Oui, Riquet c'est aussi la sécurité sociale avant l'heure.

Il fait construire des digues, des chaussées, des ponts, des réservoirs, des écluses, des moulins, des déversoirs, des aqueducs, des embarcadères, des batardeaux, des tunnels, des épancheurs ... Il abrite les rives naissantes de peupliers, d'ormeaux, de chênes, de mûriers, d'oliviers, de platanes, d'érables, d'acacias, de frênes... il ne craint même pas le Malpas, le «mauvais pas», et pour Son canal creuse dans la montagne d'Ensérune une percée de plus de 700 m...

Son canal, sera solide et beau, construit pour l'éternité. «Il faut achever l’œuvre ou mourir à la tâche. »

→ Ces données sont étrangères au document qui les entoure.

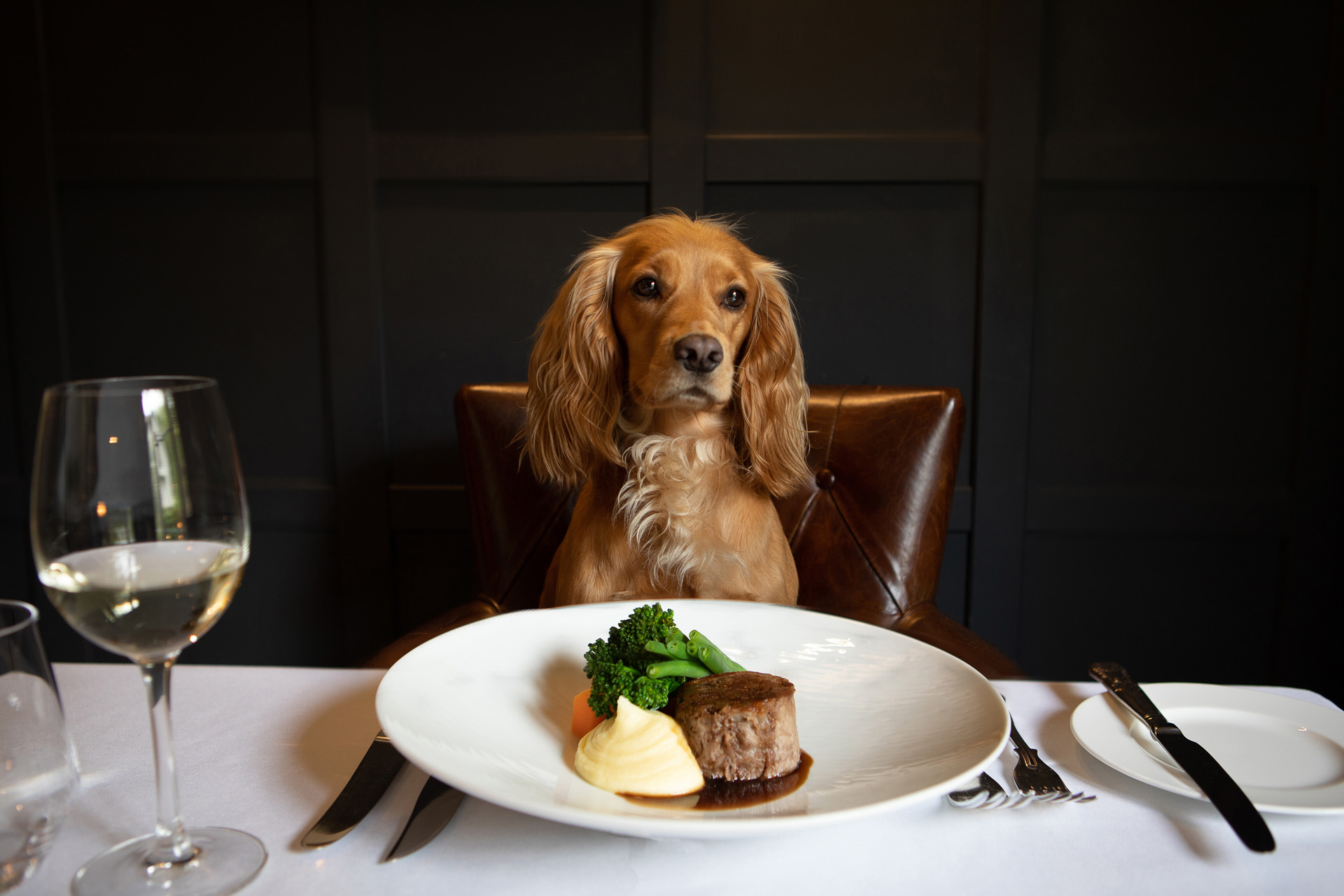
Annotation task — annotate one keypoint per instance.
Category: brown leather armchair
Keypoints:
(867, 535)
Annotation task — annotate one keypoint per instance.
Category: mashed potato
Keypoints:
(640, 754)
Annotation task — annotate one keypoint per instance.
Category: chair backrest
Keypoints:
(867, 533)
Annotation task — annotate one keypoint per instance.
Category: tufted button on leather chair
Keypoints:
(867, 536)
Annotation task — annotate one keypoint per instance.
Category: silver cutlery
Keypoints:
(986, 793)
(359, 796)
(435, 808)
(1035, 780)
(1227, 798)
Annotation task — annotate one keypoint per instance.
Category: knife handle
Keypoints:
(1119, 682)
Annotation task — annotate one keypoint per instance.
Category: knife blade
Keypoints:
(371, 780)
(435, 808)
(1199, 764)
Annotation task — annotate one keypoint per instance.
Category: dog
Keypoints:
(667, 379)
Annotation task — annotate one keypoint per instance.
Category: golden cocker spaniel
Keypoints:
(667, 378)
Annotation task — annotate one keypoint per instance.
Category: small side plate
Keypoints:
(1287, 754)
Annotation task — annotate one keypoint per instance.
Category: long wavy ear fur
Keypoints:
(575, 375)
(772, 406)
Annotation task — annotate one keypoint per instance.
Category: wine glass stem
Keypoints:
(172, 846)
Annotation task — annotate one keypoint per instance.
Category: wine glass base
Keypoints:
(226, 862)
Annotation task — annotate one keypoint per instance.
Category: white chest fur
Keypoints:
(668, 503)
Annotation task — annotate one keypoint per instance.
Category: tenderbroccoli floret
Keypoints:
(645, 659)
(612, 680)
(650, 622)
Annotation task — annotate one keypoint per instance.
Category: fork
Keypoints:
(1035, 780)
(986, 794)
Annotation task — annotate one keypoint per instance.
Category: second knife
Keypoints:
(435, 808)
(1202, 767)
(362, 792)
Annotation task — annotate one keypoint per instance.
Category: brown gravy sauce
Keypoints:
(736, 794)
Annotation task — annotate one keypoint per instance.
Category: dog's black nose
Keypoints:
(698, 354)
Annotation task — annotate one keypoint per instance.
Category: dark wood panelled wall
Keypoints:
(1116, 227)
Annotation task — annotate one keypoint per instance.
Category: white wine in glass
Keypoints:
(140, 535)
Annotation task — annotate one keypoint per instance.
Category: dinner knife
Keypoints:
(362, 792)
(1209, 776)
(435, 808)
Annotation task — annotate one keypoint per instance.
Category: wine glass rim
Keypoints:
(23, 624)
(175, 383)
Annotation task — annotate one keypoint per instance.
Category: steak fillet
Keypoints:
(741, 724)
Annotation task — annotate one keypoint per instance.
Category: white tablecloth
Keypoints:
(267, 751)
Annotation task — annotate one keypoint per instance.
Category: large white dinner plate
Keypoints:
(1287, 754)
(889, 720)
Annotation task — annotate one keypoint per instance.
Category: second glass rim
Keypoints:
(181, 383)
(34, 614)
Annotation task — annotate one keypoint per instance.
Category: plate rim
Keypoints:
(1093, 723)
(690, 828)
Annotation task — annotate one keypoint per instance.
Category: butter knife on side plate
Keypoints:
(435, 808)
(1198, 763)
(362, 792)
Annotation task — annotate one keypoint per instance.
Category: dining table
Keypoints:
(267, 750)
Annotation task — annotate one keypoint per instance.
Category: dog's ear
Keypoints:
(575, 375)
(772, 402)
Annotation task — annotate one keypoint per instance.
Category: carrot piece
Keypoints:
(584, 719)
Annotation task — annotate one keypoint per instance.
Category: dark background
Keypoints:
(1116, 227)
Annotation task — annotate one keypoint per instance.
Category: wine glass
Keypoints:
(140, 535)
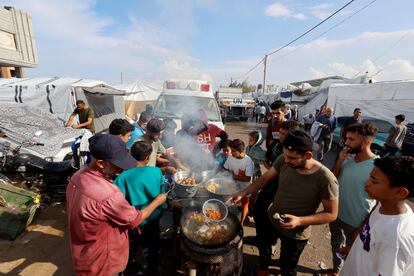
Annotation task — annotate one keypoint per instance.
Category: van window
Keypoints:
(172, 106)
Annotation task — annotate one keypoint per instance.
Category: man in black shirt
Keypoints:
(86, 116)
(357, 118)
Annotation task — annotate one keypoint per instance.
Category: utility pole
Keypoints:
(264, 74)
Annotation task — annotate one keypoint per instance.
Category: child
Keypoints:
(385, 244)
(168, 135)
(141, 185)
(226, 152)
(242, 168)
(255, 151)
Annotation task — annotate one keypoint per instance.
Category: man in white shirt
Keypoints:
(385, 244)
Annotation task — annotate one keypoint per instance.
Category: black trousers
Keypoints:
(267, 235)
(149, 238)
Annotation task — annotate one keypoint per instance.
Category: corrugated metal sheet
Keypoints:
(18, 23)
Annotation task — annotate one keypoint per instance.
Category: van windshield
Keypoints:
(173, 106)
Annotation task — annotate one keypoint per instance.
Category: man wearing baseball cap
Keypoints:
(304, 183)
(159, 154)
(98, 214)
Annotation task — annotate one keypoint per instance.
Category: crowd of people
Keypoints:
(115, 202)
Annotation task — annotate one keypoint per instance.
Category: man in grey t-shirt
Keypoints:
(395, 137)
(304, 183)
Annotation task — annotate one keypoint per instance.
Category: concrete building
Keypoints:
(17, 43)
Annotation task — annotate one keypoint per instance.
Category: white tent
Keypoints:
(382, 100)
(138, 95)
(317, 100)
(58, 96)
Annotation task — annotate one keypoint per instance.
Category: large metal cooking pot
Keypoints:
(186, 190)
(196, 228)
(222, 188)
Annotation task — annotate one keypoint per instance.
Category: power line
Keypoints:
(387, 50)
(328, 30)
(296, 39)
(251, 70)
(311, 29)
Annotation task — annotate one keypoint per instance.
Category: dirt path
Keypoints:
(45, 249)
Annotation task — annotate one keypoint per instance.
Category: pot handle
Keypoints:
(190, 190)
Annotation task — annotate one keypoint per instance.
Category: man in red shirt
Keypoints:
(278, 116)
(98, 214)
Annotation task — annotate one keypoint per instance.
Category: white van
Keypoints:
(187, 96)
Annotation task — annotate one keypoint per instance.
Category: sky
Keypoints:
(220, 40)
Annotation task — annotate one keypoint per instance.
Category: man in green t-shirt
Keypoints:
(85, 115)
(304, 184)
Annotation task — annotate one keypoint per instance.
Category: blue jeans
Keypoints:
(290, 249)
(389, 151)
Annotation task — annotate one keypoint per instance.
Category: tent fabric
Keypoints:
(137, 95)
(58, 96)
(382, 100)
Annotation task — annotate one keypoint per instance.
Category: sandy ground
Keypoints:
(44, 248)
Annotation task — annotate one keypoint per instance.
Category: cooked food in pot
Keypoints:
(188, 181)
(226, 188)
(212, 187)
(214, 214)
(198, 228)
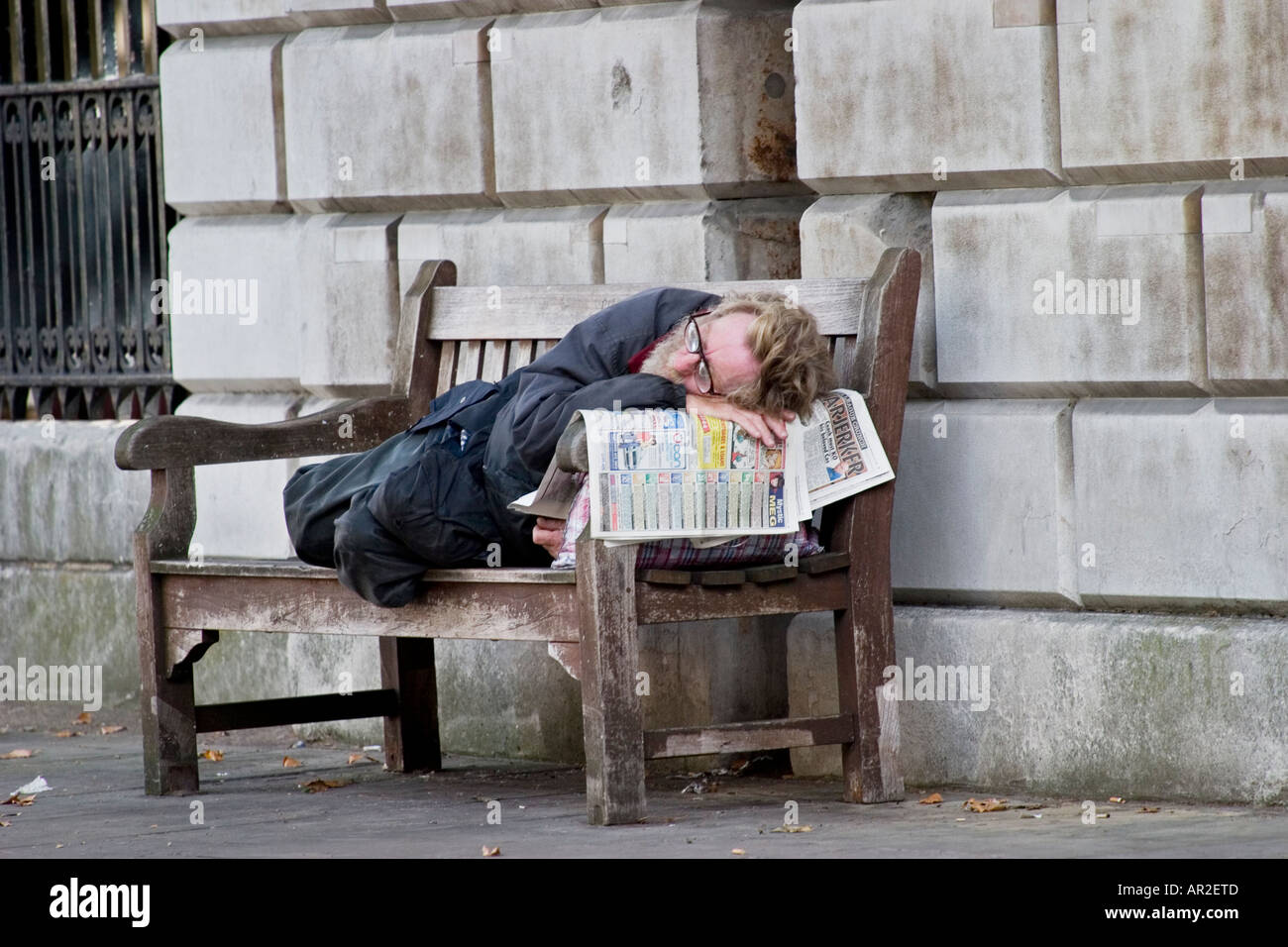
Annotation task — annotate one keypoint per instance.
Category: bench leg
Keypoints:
(166, 696)
(168, 714)
(411, 738)
(610, 709)
(864, 647)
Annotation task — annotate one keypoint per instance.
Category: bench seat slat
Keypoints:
(748, 737)
(294, 569)
(282, 711)
(552, 311)
(535, 612)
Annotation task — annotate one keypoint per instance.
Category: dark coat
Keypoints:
(437, 493)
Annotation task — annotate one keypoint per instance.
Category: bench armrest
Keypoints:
(571, 453)
(176, 441)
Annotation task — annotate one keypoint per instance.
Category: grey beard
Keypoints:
(658, 361)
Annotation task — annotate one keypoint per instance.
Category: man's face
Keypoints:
(724, 343)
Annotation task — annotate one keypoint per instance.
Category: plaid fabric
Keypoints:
(745, 551)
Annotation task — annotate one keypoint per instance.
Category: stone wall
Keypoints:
(1087, 504)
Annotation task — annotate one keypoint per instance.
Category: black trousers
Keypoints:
(416, 501)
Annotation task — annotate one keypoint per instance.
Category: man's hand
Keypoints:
(548, 534)
(764, 427)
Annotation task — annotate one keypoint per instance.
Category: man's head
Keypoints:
(764, 355)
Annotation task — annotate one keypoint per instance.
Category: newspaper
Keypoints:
(661, 474)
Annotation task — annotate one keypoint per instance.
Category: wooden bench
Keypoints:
(183, 604)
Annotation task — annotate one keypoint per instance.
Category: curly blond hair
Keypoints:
(797, 368)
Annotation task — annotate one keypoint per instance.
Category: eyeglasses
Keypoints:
(694, 342)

Et puisque la passion engendre des sacrifices, il sacrifiera sa fortune palliant les déficiences du Trésor Royal et de sa province du Languedoc.

La nature le fait financier, elle sait que ce n'est pas en vain qu'il a conçu le plus beau des projets ! Elle dessine à celui qui considère que «ces choses là» touchent sa «fantaisie» et son «inclination», une carrière d'ingénieur de travaux publics !

La plus grande entreprise de travaux publics en. Europe depuis la chute de l'Empire Romain! Quatorze années de travail. Quatorze années de travail effréné. «(...) les rochers se fendent, la terre ouvre son sein, les plus hauts monts descendent (...)»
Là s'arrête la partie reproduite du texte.